Here we are, on our final stop on this San Diego Beer Week-inspired series of posts devoted to telling the tales of local brewing companies. Yesterday’s entry was about New English Brewing Company, a brewery aiming to bring English-style ales to San Diego; something a lot of local operations aren’t doing. Quite the opposite, in fact. San Diego’s greatest successes have come from bucking the English trend, trading malt for more hops and super-charging pale ales, porters, stouts, and the like. Today’s spotlighted business is also reviving English styles, but in a notably different way. They are Fezziwig’s Brewing Company.
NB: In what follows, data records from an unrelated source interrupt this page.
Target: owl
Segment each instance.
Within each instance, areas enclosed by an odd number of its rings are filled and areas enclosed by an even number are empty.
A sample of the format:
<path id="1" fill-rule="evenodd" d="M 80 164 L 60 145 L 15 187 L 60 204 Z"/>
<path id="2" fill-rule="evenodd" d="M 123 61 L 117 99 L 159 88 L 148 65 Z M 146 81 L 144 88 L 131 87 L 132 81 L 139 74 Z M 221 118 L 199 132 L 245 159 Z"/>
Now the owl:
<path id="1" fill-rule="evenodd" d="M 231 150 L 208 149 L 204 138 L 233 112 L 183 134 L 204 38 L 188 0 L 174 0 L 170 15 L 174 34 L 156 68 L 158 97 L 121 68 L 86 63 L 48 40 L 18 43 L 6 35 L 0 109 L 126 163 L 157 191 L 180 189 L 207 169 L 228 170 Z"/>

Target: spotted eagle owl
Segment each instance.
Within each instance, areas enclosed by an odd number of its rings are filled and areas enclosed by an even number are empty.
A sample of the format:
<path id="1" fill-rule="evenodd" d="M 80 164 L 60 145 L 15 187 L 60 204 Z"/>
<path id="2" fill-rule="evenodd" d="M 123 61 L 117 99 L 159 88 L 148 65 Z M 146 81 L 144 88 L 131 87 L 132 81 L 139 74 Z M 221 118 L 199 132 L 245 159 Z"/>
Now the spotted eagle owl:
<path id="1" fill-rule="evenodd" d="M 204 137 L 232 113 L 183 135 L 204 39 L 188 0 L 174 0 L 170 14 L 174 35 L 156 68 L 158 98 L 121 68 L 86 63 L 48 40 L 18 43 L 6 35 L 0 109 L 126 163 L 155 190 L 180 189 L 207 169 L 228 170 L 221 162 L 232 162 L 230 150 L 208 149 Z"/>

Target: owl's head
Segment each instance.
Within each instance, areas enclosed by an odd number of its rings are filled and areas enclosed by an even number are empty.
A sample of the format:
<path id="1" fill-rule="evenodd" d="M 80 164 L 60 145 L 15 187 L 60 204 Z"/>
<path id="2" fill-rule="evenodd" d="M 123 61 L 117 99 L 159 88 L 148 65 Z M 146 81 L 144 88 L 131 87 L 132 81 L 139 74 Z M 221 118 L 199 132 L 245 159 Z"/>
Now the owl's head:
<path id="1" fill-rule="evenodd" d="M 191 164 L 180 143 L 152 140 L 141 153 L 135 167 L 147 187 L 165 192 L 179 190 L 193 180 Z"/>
http://sandiegoreader.com/users/photos/2012/oct/28/34500/
The Basics: Never heard of Fezziwig’s? You’re in the majority. The North County brewery just opened, celebrating their official grand opening on October 27. As mentioned above, owner and brewer Daniel Guy is leading with taps pouring old English-style ales, but rather than devote his time and energy to trying to make them taste as though they were poured from a Westminster pub, he wants to take the best of both worlds—Britain and Southern California—and use West Coast panache to bring added flavor and approachable elements to his beers. His other defined ambition is to produce beers that are, for the most part, lower in alcohol; brews that can be enjoyed in greater quantity without bringing on heavy inebriation. By dialing things back, it would seem Guy is actually taking greater risks in a town where imperializing everything is the status quo, but offering beers that are different from the majority of other breweries is what will help to increase what the local beer scene has to offer overall, making that a welcome business plan.
http://sandiegoreader.com/users/photos/2012/oct/28/34504/
The Beers: Fezziwig’s opened with a sextet of beers on-tap. The tamest of the bunch—and of nearly any beer in San Diego ABV-wise—is his 3.68% cream ale, Tiny Tim. Guy has a pair of India pale ales on, the British-tinged Ebenezer and a more floral IPA called Voyager. Rounding out the offerings are Darby Porter, Curmudgeon Barleywine, and Belle’s Ale, a thick mauve brew that looks more like rum punch than the boysenberry beer that it actually is.
One More Round: The arrival of Fezziwig’s brings the first-ever steampunk-themed brewery to San Diego County. Introduced via the company’s gear- and top hat-adorned logo, and driven home by creative interior design and era-specific costumes worn by Guy and his tasting room staff, it makes for fun immersion in a largely unexplored niche, and speaks even further to the originality at the core of the business.
http://sandiegoreader.com/users/photos/2012/oct/28/34502/
Whereabouts: Guy’s center for steampunk and session ales is, like most small breweries, located in a business park (5621 Palmer Way, Suite C, Carlsbad)—but not just any business park. Fezziwig’s is in the same development as nearby nanobrewery On-The-Tracks Brewery. Can one park support two businesses? Impossible to say for sure, but it is interesting to see the county reaching the level of suds saturation where two brewhouses are located within such close geographic proximity of each other. Only in San Diego.